The above answer contradicts all the receipts issued in respect of the land to the syndicate, including the plaintiff’s. Exhibits ‘A’, ‘B’, ‘C’, ‘D’, ‘E’ and ‘F’ were issued in the name of the syndicate and they controvert the evidence of the plaintiff. The trial High Court Judge rightly found that the land the plaintiff is seeking to litigate as the property of her father was the property of the syndicate and not the exclusive property of her father and therefore lacked capacity to institute the action. The plaintiff failed to prove that she was the customary successor of her late father and could sue to protect his property. The land was acquired by the syndicate and would need their consent to sue on their behalf. On the other hand a member of the syndicate or a customary successor or administrators of the syndicate could maintain an action to protect the property whenever it is in danger. The plaintiff who is neither the customary successor nor the administrator of her late father’s estate instituted the action as if the property was the self-acquired property of her father and therefore lacks capacity to institute the action. She could have maintained an action in respect of her father’s portion of the land but would need the requisite capacity which she has failed to prove.” {Emphasis added}

We are of the view that, the Court of Appeal did not properly evaluate the evidence on record before it when it affirmed the trial court’s conclusion that plaintiff lacked capacity to institute the action since the emphasized portion of the judgment quoted above, which prevailed on the Court of Appeal to come to that conclusion, could not be inferred from the evidence on record. In the first place, plaintiff never said anywhere in her evidence in-chief that her father and twenty-three (23) syndicate members purchased the land in dispute in 1935. Again, she never said anywhere in her evidence in-chief that after the said purchase, they divided the land amongst themselves with each holding on to his portion. Also, there is no evidence on record to suggest that after the death of plaintiff’s father in 1966, plaintiff and her siblings enjoyed her father’s portion of the disputed land whilst the other twenty-three (23) syndicate members also enjoyed their portions of the said land. It was counsel for the defendants, who during cross-examination of plaintiff after her evidence in chief, suggested to plaintiff that her father purchased the land in the company of a syndicate and the plaintiff answered in the affirmative. It is worth quoting these questions and answers which appear at page 106 (Vol. One) of the Record of Appeal (RoA):

“Q. Your father purchased this land in company of a syndicate? Is that right?

A. Yes.

Q. How many people formed the syndicate?

A. My lord they are 23 groups”.

The affirmative answer to the question that his father purchased the land in the company of a syndicate as quoted above, did not mean that it was her father and the syndicate members who jointly purchased the land.
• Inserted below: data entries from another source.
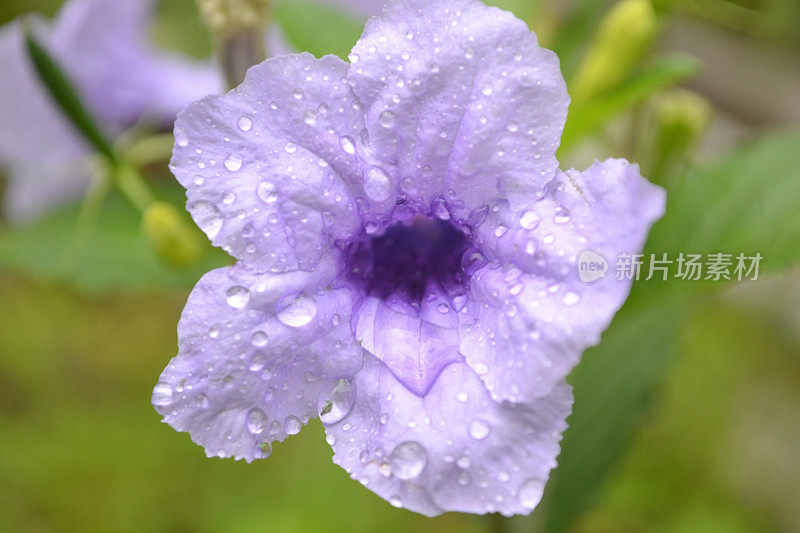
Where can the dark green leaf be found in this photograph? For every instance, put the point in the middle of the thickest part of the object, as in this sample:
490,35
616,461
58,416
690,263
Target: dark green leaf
587,117
613,388
317,28
749,203
62,91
In her evidence in-chief at p. 88, Vol. 1 of the RoA, plaintiff said: “my father, as the leader of a syndicate, purchased the land in dispute” from the late Chief of Asunafo, Nana Kwadwo Boadi and his elders, which sale was confirmed by the then Okyenhene Nana Sir Ofori Atta I {Emphasis added}. When the sentence; “my father, as a leader of a syndicate, purchased the land in dispute”, is placed in its proper context, what it means is that when his father purchased the land in dispute, he was the leader of a syndicate. She did not say that her father and the syndicate members purchased the land in question as both the trial court and the Court of Appeal concluded. Again, the contents of the receipts covering payment for the land which plaintiff tendered in evidence as Exhibits A, B, C, D, E and F indicate that the land was sold to Dr Asiedu Offei & Co. Nowhere in the record has the term; “Dr Asiedu Offei & Co” been defined to mean ‘Dr Asiedu Offei and 23 syndicate members’. No name apart from Dr Asiedu Offei appeared on any of the receipts and there was no evidence that a group of persons contributed monies for the purchase of the land by Dr Asiedu Offei. As we shall demonstrate infra in this judgment, the answers that plaintiff gave in subsequent questions posed by defendants’ counsel during cross-examination explained vividly what she meant by a syndicate.
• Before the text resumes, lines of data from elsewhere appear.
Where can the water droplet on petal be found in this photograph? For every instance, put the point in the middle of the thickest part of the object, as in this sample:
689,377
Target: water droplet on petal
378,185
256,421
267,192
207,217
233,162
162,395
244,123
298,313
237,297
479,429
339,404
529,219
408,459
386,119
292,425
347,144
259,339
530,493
The fact that Dr Asiedu Offei purchased land from the Asunafo Stool which purchase was confirmed by the Okyehene Nana Sir Ofori Atta I was corroborated by all the witnesses plaintiff called and even the two witnesses called by the defendants; i.e. (D.W.1 & 2). In his examination in-chief, D.W.1 Emmanuel Ofosu Baah who said he was the Assistant Secretary to the Akim-Abuakwa Traditional Council admitted that plaintiff’s late father Dr Asiedu Offei had land in the area in dispute and that it was the same land that plaintiff is claiming in this matter. When asked whether the land of the co-defendant which he said the Akim-Abuakwa Traditional Council had gifted to him shared boundary with that of plaintiff’s late father, he said he could not tell because he had never been to the land or the area in question. For purposes of clarity, I wish to quote that part of his evidence in-chief which appear at pages 106 – 107 of Vol. Two of the RoA:

“Q. Do you know the land in dispute?

A. Yes…

Q. Do you know those who share boundary with the land in issue?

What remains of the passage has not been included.